Hoje pode por vezes parecer bizarro como a sociedade portuguesa se acomodou durante tanto tempo ao constrangimento da vida pública. Mas como Salazar explicou num discurso de 1945, “antes de nós e por dezenas de anos – reconhecemo-lo com tristeza – as ditaduras foram a forma corrente da vida política e vimo-las alternar-se ou suceder-se quase ininterruptamente, sob formas diversas”.

Salazar podia confiar em que os seus ouvintes se lembrassem do tempo em que, embora houvesse vários partidos, a rotação no poder só podia ser efectuada pelo Chefe de Estado (como sob a monarquia constitucional, antes de 1910) ou em que as oposições eram violentamente perseguidas (como durante o domínio do Partido Republicano, depois de 1910).

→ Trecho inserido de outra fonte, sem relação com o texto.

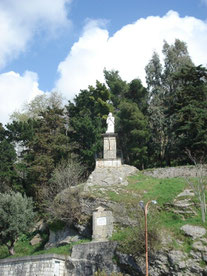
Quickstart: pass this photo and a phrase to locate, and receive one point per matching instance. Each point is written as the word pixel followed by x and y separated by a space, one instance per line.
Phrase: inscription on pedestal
pixel 102 224
pixel 110 147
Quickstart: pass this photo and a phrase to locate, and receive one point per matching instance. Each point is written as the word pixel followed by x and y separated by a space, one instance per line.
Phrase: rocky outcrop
pixel 110 176
pixel 62 237
pixel 88 258
pixel 193 231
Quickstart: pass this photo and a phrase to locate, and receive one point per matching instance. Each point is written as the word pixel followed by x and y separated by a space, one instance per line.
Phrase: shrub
pixel 16 216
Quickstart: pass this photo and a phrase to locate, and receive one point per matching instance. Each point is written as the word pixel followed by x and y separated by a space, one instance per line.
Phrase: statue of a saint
pixel 110 123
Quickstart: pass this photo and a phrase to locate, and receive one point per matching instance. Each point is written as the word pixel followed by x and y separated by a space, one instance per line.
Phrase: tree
pixel 162 86
pixel 190 112
pixel 117 86
pixel 16 216
pixel 8 175
pixel 61 197
pixel 48 147
pixel 133 134
pixel 44 144
pixel 199 185
pixel 87 121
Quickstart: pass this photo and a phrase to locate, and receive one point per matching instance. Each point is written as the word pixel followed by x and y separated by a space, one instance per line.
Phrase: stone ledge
pixel 33 258
pixel 109 134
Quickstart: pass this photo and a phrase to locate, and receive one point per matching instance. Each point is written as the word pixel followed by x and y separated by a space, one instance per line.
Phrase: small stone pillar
pixel 109 146
pixel 102 224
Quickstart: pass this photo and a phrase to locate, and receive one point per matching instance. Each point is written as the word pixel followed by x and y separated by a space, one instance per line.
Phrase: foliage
pixel 87 117
pixel 61 197
pixel 199 185
pixel 44 144
pixel 130 102
pixel 132 240
pixel 190 113
pixel 16 216
pixel 133 134
pixel 8 175
pixel 162 86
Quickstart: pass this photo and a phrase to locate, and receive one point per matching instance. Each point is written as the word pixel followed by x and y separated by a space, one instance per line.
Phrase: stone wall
pixel 42 265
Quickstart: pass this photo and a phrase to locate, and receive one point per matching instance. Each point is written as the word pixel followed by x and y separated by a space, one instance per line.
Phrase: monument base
pixel 108 163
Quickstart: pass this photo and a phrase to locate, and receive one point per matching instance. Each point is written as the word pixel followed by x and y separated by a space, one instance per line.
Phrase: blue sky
pixel 64 45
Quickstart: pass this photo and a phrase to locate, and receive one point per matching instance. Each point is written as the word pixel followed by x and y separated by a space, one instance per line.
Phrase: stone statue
pixel 110 123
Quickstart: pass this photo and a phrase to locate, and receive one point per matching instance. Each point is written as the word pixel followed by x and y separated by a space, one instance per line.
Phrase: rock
pixel 186 193
pixel 87 258
pixel 193 231
pixel 36 239
pixel 128 264
pixel 40 226
pixel 198 245
pixel 185 203
pixel 177 259
pixel 62 237
pixel 110 176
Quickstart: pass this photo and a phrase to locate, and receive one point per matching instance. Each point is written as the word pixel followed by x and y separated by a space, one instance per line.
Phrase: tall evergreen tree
pixel 190 112
pixel 162 86
pixel 87 121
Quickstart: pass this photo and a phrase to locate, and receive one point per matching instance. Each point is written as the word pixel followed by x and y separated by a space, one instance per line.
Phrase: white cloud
pixel 15 90
pixel 128 50
pixel 20 20
pixel 204 1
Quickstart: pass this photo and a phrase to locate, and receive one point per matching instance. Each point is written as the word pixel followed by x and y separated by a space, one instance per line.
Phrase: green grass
pixel 140 187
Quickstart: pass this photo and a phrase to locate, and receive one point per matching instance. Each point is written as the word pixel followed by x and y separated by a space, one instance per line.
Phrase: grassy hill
pixel 166 216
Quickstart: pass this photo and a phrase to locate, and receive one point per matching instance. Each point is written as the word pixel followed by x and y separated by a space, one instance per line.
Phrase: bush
pixel 62 199
pixel 16 216
pixel 132 240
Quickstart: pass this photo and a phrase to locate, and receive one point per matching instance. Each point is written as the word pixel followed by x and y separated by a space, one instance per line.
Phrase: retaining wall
pixel 41 265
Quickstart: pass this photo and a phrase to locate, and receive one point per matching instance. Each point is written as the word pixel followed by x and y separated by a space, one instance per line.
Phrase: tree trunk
pixel 11 248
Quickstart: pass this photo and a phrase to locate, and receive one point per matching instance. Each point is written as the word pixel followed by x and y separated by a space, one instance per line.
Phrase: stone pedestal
pixel 109 146
pixel 102 224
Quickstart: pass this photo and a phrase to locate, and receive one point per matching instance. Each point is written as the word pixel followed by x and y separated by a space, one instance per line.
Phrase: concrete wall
pixel 42 265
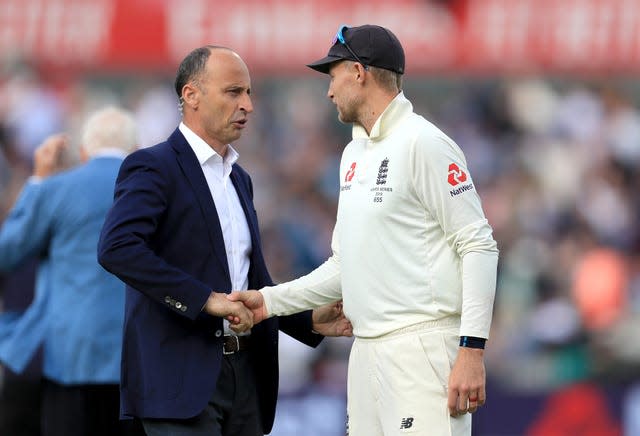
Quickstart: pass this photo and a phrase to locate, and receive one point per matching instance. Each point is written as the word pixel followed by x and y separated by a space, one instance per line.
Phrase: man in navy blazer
pixel 182 233
pixel 78 308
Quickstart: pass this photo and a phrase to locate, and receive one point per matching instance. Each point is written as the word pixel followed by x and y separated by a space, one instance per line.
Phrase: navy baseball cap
pixel 368 44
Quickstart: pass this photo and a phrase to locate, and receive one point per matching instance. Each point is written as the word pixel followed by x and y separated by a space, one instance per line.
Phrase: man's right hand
pixel 254 301
pixel 240 318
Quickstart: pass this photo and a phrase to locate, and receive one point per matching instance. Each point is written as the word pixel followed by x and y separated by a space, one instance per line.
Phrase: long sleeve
pixel 24 234
pixel 320 286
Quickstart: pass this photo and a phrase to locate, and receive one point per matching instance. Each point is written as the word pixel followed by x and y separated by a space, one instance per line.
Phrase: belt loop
pixel 224 351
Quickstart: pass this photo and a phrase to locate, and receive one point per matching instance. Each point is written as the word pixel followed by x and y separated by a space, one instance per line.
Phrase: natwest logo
pixel 350 173
pixel 456 175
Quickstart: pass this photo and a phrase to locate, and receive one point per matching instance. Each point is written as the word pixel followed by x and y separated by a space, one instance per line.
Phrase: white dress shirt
pixel 235 230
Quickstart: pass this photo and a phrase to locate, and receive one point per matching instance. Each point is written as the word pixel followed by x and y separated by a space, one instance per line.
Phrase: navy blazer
pixel 162 237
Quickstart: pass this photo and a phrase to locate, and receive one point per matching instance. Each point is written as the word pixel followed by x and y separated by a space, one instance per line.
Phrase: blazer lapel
pixel 247 207
pixel 193 173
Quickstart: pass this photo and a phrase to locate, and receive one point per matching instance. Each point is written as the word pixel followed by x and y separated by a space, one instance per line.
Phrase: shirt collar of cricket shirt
pixel 398 109
pixel 204 152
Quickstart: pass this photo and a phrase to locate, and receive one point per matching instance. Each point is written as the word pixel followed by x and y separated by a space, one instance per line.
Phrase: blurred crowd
pixel 556 163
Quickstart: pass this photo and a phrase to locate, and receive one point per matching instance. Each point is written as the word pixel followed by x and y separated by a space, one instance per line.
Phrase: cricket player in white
pixel 414 260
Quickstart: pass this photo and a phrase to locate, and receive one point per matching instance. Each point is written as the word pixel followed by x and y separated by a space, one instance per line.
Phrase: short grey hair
pixel 192 68
pixel 110 127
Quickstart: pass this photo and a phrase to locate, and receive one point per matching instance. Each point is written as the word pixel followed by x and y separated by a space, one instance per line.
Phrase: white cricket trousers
pixel 397 383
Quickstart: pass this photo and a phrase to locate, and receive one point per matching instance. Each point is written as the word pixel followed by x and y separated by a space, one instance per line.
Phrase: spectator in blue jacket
pixel 78 309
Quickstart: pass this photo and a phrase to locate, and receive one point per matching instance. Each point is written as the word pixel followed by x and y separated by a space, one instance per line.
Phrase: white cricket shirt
pixel 411 242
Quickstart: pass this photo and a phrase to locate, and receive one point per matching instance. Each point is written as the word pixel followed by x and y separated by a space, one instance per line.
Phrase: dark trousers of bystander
pixel 84 410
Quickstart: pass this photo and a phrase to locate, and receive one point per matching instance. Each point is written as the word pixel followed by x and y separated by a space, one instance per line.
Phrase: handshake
pixel 243 309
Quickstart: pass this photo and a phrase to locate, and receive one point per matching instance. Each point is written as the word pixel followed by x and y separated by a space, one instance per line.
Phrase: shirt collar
pixel 203 151
pixel 109 152
pixel 397 109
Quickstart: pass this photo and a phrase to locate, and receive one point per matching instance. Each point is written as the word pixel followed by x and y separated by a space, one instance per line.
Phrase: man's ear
pixel 360 72
pixel 191 96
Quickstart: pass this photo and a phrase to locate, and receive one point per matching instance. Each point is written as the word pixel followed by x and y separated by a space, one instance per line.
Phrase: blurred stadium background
pixel 542 96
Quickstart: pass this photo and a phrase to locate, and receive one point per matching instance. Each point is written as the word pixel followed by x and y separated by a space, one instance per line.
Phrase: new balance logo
pixel 406 423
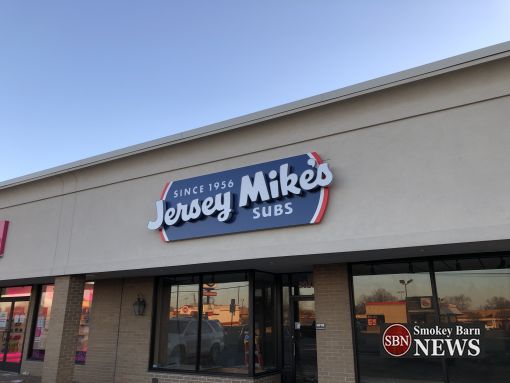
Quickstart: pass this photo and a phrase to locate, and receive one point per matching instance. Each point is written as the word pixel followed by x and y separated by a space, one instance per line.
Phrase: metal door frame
pixel 294 300
pixel 5 366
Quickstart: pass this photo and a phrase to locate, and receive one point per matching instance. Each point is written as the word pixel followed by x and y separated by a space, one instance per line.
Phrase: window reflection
pixel 43 321
pixel 265 323
pixel 477 291
pixel 385 294
pixel 177 338
pixel 83 332
pixel 225 325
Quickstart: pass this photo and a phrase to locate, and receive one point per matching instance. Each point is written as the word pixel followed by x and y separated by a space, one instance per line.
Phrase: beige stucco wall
pixel 420 164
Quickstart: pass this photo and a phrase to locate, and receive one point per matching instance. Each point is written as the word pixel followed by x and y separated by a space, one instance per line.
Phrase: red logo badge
pixel 396 340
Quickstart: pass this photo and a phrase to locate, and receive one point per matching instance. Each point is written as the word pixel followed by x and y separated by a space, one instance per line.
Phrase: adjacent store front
pixel 360 235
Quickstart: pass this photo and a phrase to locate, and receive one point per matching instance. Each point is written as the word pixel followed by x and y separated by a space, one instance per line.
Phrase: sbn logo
pixel 397 340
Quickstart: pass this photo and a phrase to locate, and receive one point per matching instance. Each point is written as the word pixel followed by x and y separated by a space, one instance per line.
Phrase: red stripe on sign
pixel 4 225
pixel 324 205
pixel 164 191
pixel 326 193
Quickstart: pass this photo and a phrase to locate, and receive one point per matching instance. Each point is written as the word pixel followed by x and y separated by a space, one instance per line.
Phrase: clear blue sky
pixel 79 78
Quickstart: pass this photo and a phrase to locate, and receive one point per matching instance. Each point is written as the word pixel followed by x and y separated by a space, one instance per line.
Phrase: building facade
pixel 276 247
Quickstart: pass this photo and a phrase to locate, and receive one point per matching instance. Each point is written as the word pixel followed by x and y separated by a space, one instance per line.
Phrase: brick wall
pixel 62 339
pixel 119 341
pixel 335 354
pixel 103 333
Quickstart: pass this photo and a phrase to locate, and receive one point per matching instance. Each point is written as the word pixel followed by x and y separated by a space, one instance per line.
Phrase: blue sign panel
pixel 287 192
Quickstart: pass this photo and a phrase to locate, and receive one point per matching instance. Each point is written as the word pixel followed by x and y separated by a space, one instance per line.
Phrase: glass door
pixel 5 320
pixel 13 317
pixel 304 339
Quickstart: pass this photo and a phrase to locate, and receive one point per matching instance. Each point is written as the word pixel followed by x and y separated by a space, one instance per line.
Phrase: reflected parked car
pixel 182 340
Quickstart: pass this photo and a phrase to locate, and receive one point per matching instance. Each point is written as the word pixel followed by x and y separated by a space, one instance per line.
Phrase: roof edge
pixel 472 58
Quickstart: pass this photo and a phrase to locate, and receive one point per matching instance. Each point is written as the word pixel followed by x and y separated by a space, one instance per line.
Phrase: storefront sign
pixel 430 341
pixel 4 225
pixel 287 192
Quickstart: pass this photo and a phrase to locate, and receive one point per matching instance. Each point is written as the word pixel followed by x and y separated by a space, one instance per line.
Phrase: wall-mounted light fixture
pixel 139 305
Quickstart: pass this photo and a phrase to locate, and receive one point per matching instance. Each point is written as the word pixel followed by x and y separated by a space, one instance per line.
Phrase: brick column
pixel 335 354
pixel 63 329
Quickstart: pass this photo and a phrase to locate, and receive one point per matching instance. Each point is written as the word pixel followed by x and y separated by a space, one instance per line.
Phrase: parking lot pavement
pixel 7 377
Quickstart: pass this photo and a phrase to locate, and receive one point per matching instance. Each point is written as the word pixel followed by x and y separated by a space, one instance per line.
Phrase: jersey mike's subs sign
pixel 281 193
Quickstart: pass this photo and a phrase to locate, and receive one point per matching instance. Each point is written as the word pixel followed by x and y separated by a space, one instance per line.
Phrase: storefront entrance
pixel 305 345
pixel 13 318
pixel 299 341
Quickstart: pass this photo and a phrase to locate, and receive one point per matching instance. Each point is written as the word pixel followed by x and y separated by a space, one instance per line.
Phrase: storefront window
pixel 15 292
pixel 177 324
pixel 477 291
pixel 83 332
pixel 204 323
pixel 42 322
pixel 225 324
pixel 386 294
pixel 265 323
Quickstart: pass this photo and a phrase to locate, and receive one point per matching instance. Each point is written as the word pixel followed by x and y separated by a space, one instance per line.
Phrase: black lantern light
pixel 139 306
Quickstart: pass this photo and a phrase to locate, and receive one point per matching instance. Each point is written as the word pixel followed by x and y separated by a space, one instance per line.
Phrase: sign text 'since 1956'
pixel 287 192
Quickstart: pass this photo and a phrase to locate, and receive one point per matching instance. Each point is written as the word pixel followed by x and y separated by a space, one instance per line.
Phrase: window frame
pixel 250 273
pixel 435 298
pixel 33 322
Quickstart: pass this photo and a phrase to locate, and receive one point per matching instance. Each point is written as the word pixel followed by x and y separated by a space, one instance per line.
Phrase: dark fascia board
pixel 436 68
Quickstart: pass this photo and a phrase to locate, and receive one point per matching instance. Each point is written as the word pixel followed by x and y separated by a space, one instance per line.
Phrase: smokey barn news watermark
pixel 430 341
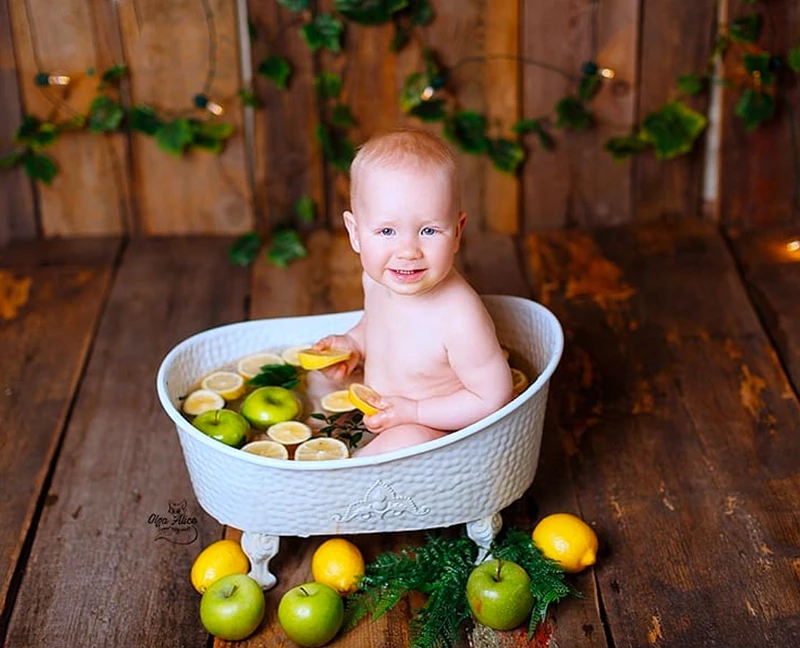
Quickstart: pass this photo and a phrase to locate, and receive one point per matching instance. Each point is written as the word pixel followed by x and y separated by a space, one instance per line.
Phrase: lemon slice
pixel 338 401
pixel 266 448
pixel 311 359
pixel 202 400
pixel 291 355
pixel 321 449
pixel 519 382
pixel 289 432
pixel 227 384
pixel 364 398
pixel 250 366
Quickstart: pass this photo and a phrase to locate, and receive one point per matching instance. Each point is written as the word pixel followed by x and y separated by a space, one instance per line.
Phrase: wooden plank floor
pixel 672 428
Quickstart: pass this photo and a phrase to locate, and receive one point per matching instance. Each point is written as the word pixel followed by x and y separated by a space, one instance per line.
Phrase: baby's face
pixel 406 228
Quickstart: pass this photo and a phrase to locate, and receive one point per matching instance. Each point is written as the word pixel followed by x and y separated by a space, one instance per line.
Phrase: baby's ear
pixel 352 231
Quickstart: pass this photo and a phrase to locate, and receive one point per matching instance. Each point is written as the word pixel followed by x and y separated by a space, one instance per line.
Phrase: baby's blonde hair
pixel 410 149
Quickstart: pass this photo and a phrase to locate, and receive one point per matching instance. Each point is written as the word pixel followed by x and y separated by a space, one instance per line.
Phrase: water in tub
pixel 311 391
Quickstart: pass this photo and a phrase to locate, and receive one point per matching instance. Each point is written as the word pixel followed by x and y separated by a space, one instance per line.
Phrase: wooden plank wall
pixel 123 183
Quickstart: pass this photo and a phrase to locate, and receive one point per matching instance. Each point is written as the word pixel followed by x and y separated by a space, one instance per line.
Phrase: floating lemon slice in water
pixel 291 355
pixel 519 382
pixel 289 432
pixel 202 400
pixel 311 359
pixel 364 398
pixel 250 366
pixel 227 384
pixel 266 448
pixel 321 449
pixel 338 401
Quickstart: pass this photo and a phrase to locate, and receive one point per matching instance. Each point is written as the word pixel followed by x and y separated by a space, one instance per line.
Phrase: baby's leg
pixel 398 437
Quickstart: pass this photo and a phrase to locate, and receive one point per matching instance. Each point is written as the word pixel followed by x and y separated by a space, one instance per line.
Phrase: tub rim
pixel 185 427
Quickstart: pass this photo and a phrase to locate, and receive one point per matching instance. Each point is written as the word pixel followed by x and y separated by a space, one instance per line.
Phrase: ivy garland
pixel 668 132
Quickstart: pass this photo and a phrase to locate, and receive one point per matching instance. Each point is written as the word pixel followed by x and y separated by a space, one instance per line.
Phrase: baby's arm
pixel 477 359
pixel 352 341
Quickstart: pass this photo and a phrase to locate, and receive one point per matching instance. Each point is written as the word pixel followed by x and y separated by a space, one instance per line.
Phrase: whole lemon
pixel 566 539
pixel 218 559
pixel 338 563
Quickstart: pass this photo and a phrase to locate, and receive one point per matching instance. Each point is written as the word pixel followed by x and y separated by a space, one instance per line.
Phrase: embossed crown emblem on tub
pixel 380 500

Nunca, antes de 1926, as eleições, envolvendo apenas eleitorados restritos e tutelados, haviam sido consideradas genuínas ou livres. O sectarismo violento da I República serviu durante décadas para relativizar a repressão salazarista. Sempre que alguém se queixava da polícia política, os salazaristas lembravam a polícia republicana que, em 1920, executava friamente anarquistas em Lisboa. Quando alguém lamentava a censura, evocavam as épocas de censura prévia, com as páginas dos jornais cheias de espaços em branco, e os célebres “empastelamentos” de jornais praticados pelos republicanos antes de 1926. Ou seja, a separação entre o Estado Novo e o regime seu antecessor não tinha, no que dizia respeito à liberdade política, a clareza da separação entre o Estado Novo e a actual democracia.

Aliás, durante a maior parte do regime salazarista também não foi claro que uma democracia como a de hoje fosse a alternativa. Numa exposição de 30 de Maio de 1944, o líder do Partido Comunista Português, Álvaro Cunhal, reconheceu que as oposições, se vencessem, não estavam em condições de garantir mais liberdade aos seus adversários. Mesmo no ano da morte de Salazar, em 1970, a maior parte do mundo vivia sujeita a autocracias mais ou menos violentas, a começar pela vizinha Espanha. E, claro, na Europa de leste, as tiranias comunistas continuavam a esforçar-se por provar que a democracia e a liberdade não eram o futuro do mundo.

Em nenhum momento, apesar de alguma pressão ocasional, Salazar se sentiu à frente de um Estado pária. Na década de 1950, foi visitado em Lisboa e tirou fotos com a rainha Isabel II de Inglaterra, com o presidente Eisenhower dos Estados Unidos da América e até com dois dos grande símbolos da resistência contra o colonialismo europeu: o negus Haile Selassie da Etiópia e o presidente Sukarno da Indonésia. O Estado Novo português integrou a NATO em 1949, a ONU em 1955 e a EFTA em 1960, e pôde até, sempre com censura à imprensa e sem partidos políticos, concluir um acordo comercial com a CEE em 1972.